Oops sorry link didn't work!

starchildmum · 25/03/2021 19:02

Thank tou so much maxelly.
I have been thinking exactly along these lines and it seems due to the large tax implications, yes 40% on rental income, yes tax when selling again, yes it could be a great asset to have still for DCs, that there are a lot of aspects on both sides. You mentioned the crucial points that it certainly is not the money making machine it once was and that there are many things to think about and to consider. It sadly poins into the direction - for me - to be a less attractive investment than it appeared at first ‘thought’.

Well lets see - maybe the future hold answers.

OP posts:
murbblurb · 27/03/2021 10:58

there is no 'beginners guide' any more than there is to any other business.

I suggest lurking on landlordzone for a while. If you aren't put off by that, join the landlord's association and pay for a bit of training.

cataclysmiclife · 27/03/2021 11:01

I am an accidental landlord as couldn't sell my flat- all I'd say is getting a letting agent to fully manage is as I tried it myself and it was an absolute ball ache. And get landlord insurance too.

camsue · 27/03/2021 12:03

When we married we both owned our own homes. We rent out the smaller of our homes and to be honest I hate being a landlord. We've kept it as an investment and plan to sell to cover early retirement. I would however never recommend BTL as a means of generating income.

maggiethecat · 28/03/2021 23:44

Maxelly has given a lot of sound advice. I would add that unlike an accidental landlord this is something that you are actually interested in and therefore you should do the math and see if it is likely to be financially rewarding.

If you are coming up to the end of your current mortgage deal you could explore releasing some equity if you have made gains, to use for your investment property deposit although be mindful that increasing your loan to value ratio (LTV) on your current property may result in a higher interest rate. There is a balance to consider.

Like any investment you should be looking at longer term in order to weather market adjustments.

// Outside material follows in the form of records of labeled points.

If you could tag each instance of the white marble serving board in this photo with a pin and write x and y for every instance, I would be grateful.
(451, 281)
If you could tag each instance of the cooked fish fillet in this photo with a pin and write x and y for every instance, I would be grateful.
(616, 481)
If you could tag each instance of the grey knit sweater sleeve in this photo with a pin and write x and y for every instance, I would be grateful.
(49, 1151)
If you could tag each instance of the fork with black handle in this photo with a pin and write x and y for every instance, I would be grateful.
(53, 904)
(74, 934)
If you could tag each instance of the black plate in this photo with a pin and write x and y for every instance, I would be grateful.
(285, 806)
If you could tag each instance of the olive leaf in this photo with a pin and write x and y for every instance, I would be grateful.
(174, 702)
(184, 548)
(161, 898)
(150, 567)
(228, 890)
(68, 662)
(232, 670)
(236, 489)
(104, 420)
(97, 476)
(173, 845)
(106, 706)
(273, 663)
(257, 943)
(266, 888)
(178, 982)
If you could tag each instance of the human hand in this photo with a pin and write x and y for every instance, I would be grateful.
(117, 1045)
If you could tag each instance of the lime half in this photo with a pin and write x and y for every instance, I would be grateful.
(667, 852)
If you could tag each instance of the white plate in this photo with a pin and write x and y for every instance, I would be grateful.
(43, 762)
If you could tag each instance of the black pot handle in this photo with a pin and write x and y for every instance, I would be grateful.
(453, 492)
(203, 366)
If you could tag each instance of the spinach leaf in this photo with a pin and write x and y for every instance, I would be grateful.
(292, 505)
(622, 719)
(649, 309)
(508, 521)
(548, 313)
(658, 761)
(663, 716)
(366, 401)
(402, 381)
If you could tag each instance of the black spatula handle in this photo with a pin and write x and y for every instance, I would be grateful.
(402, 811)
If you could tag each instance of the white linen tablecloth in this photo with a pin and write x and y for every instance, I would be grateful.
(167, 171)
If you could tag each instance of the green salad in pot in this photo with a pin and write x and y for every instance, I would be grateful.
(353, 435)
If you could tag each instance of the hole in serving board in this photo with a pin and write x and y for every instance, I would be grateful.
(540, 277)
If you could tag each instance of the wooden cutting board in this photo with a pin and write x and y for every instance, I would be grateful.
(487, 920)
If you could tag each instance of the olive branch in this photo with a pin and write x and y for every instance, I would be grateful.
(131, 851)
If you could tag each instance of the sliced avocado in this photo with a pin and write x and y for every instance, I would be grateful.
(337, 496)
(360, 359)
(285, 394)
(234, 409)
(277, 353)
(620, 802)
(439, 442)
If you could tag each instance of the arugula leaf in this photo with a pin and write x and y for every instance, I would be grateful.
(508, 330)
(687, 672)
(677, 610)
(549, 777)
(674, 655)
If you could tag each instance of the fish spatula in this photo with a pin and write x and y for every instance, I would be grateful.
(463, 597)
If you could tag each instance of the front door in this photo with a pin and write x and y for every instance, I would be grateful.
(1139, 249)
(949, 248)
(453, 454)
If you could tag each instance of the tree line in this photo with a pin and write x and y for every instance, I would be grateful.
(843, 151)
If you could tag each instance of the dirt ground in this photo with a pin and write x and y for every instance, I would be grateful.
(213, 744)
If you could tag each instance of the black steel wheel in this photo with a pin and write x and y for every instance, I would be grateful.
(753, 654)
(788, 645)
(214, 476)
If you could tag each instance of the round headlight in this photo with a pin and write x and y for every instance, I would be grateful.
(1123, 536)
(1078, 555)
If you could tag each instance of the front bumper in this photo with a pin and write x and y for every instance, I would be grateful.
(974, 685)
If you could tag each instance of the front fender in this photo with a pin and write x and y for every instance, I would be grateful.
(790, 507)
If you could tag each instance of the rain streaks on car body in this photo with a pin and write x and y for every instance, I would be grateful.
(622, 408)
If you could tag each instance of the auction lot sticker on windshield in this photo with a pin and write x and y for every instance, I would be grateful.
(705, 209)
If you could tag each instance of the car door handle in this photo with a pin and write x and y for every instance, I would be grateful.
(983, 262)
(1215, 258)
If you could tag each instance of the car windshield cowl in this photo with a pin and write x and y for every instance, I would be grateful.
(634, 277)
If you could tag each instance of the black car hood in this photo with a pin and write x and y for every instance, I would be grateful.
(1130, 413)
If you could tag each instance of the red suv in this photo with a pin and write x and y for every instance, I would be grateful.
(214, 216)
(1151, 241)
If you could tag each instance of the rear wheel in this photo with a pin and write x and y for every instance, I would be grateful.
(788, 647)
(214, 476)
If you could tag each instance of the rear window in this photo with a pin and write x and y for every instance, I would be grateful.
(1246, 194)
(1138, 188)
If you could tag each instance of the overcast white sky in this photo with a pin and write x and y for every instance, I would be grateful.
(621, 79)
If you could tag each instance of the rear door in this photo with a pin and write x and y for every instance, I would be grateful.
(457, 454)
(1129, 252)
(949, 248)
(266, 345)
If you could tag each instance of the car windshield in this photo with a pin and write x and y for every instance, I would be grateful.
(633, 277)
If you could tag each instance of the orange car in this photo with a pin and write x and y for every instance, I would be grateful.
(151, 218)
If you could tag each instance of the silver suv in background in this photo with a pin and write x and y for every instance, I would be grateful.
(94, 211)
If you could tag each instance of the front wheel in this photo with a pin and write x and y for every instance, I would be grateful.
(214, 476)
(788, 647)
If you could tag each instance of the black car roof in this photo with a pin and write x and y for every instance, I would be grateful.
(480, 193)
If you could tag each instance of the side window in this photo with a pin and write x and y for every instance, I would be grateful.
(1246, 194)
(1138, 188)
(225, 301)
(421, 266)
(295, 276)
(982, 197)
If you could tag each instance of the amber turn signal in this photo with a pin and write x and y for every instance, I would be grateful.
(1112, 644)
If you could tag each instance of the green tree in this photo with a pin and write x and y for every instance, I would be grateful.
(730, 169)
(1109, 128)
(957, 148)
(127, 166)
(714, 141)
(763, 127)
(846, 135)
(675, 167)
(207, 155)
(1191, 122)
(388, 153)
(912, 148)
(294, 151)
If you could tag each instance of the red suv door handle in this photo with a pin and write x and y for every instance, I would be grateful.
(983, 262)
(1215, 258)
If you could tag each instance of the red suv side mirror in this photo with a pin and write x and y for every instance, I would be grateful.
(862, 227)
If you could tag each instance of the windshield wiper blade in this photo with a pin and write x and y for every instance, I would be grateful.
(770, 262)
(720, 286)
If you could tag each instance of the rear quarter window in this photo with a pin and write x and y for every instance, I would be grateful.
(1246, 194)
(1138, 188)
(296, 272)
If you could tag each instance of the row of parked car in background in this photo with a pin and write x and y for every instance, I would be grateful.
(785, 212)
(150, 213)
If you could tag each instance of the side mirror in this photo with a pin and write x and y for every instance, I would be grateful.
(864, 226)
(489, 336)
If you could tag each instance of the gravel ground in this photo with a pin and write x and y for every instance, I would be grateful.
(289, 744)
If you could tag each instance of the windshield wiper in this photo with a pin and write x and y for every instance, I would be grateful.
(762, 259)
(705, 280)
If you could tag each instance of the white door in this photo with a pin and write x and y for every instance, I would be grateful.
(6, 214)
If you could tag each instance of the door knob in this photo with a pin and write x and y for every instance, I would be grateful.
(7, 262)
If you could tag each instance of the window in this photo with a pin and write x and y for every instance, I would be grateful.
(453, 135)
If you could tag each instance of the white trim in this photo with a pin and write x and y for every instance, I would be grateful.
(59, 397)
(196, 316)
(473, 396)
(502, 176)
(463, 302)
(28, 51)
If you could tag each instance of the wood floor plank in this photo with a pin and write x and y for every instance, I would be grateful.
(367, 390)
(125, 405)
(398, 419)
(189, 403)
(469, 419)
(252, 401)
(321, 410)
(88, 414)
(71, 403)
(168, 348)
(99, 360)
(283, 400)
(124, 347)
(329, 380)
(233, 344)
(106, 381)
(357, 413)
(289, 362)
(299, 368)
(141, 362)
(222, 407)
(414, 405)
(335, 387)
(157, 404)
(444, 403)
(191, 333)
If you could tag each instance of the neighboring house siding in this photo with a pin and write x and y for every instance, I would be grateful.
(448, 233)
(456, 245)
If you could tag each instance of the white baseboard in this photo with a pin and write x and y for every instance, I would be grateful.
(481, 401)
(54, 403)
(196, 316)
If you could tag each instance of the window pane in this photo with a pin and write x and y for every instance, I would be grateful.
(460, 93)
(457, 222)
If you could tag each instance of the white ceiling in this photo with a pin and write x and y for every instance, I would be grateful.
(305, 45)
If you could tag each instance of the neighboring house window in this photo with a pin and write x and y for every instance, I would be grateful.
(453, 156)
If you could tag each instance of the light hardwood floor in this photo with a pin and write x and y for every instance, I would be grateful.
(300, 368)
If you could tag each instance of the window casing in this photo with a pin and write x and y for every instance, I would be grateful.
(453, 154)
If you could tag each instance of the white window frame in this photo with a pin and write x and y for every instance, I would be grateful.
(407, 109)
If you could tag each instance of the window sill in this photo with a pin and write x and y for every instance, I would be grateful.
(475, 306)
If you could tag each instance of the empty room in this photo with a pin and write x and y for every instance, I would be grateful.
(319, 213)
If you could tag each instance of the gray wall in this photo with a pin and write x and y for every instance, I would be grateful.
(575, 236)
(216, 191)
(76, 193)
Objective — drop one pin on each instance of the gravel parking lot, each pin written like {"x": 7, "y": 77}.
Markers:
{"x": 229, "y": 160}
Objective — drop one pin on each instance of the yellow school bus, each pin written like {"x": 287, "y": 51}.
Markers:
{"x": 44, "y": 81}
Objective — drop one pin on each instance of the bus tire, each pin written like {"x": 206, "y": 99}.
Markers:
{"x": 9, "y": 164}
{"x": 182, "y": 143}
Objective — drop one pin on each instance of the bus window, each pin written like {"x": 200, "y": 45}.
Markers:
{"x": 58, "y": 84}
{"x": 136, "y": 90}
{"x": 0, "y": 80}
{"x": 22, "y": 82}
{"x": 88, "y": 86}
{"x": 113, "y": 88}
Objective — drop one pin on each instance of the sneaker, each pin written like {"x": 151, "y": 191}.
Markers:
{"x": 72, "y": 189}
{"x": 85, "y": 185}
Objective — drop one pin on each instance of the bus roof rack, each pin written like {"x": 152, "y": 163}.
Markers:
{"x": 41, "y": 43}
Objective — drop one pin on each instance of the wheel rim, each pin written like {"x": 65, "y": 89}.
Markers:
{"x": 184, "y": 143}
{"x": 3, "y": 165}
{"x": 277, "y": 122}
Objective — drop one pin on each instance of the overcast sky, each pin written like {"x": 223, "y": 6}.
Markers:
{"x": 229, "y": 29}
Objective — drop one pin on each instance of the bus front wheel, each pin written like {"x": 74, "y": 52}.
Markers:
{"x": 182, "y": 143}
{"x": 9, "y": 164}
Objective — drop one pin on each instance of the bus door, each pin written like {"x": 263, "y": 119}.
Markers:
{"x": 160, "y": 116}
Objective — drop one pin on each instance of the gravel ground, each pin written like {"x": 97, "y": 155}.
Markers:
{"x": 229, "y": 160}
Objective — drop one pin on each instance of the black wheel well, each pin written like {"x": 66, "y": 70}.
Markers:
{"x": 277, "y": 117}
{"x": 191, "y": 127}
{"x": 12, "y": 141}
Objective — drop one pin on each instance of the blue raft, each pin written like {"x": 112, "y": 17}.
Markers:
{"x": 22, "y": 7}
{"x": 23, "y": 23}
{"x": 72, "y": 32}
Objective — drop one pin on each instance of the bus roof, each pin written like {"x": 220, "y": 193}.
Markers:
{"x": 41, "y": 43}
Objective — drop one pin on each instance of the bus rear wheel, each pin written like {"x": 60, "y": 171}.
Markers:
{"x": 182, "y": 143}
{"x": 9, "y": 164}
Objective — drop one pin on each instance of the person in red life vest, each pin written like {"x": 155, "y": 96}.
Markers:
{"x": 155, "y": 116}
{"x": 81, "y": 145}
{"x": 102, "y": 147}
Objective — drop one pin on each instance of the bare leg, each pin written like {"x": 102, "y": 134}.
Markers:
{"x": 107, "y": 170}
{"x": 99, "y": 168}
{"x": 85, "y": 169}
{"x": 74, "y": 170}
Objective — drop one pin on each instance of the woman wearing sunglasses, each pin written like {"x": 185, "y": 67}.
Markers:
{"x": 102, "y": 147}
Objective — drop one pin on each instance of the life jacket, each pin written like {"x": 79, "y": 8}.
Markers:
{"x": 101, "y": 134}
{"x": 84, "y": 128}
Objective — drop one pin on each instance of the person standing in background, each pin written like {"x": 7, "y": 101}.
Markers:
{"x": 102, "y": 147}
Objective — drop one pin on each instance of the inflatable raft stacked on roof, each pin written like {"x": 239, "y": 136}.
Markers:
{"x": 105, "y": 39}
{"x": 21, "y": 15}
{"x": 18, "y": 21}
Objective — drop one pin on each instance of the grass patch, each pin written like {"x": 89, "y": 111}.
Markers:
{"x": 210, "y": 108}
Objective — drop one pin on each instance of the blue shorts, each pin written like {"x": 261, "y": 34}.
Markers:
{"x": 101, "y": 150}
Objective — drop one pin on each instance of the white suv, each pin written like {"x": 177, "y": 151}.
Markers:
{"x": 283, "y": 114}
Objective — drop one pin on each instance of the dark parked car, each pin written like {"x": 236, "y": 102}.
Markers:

If the property were near you consider self manage if you are a hands on type of person. I get a Britsh Gas service contract covering heating, plumbing and electrics- I get free unlimited call outs for about £40/month and that includes the requisite annual gas safety certificate which you’d pay about £120 anyway. This has made a huge difference in management. Then you could deal with the other bits of management eg broken furniture, appliances.

If self management is not for you look at getting a property manager but shop around carefully- some out there are useless!

Good luck!

maggiethecat · 28/03/2021 23:49

It’s not “free” unlimited call outs - I should have said there are no additional charges for each visit unless there was an issue not covered by the contract

murbblurb · 29/03/2021 15:39

No one becomes a landlord by accident, you don't just randomly hand over the keys to your house! You may be a forced landlord because it isn't practical to sell or you can't take the price drop.

There are huge risks now with the eviction ban and backlog, and section 21 is on borrowed time.

maggiethecat · 29/03/2021 16:42

It’s obviously a very loose expression but intended to differentiate from those with clear intentions/desire to become a landlord.

pinkprosseco · 30/03/2021 02:18

We've just purchased one : our first. We won't make huge sums of money and in fact the first three months of rental we won't see a penny. We are 40 per cent tax payers and are paying a rental company as we are beginners to manage it but might do it ourselves in a few years. We have a small mortgage on interest only but we can make overpayments annually and plan to do so. We also now have to pay an accountant to sort out the tax returns. However we see it as a way of investing our capital which will hopefully grow long term, and making a small amount each month which is more than if we had the money in a savings account. We completed on the purchase and had tenants in four weeks later which was great but had we not we would also have had full council tax to pay on top of other monthly costs. If you're prepared not to make much money, particularly at first, and it's a long term plan it might be worth it. But lol carefully at all the costs.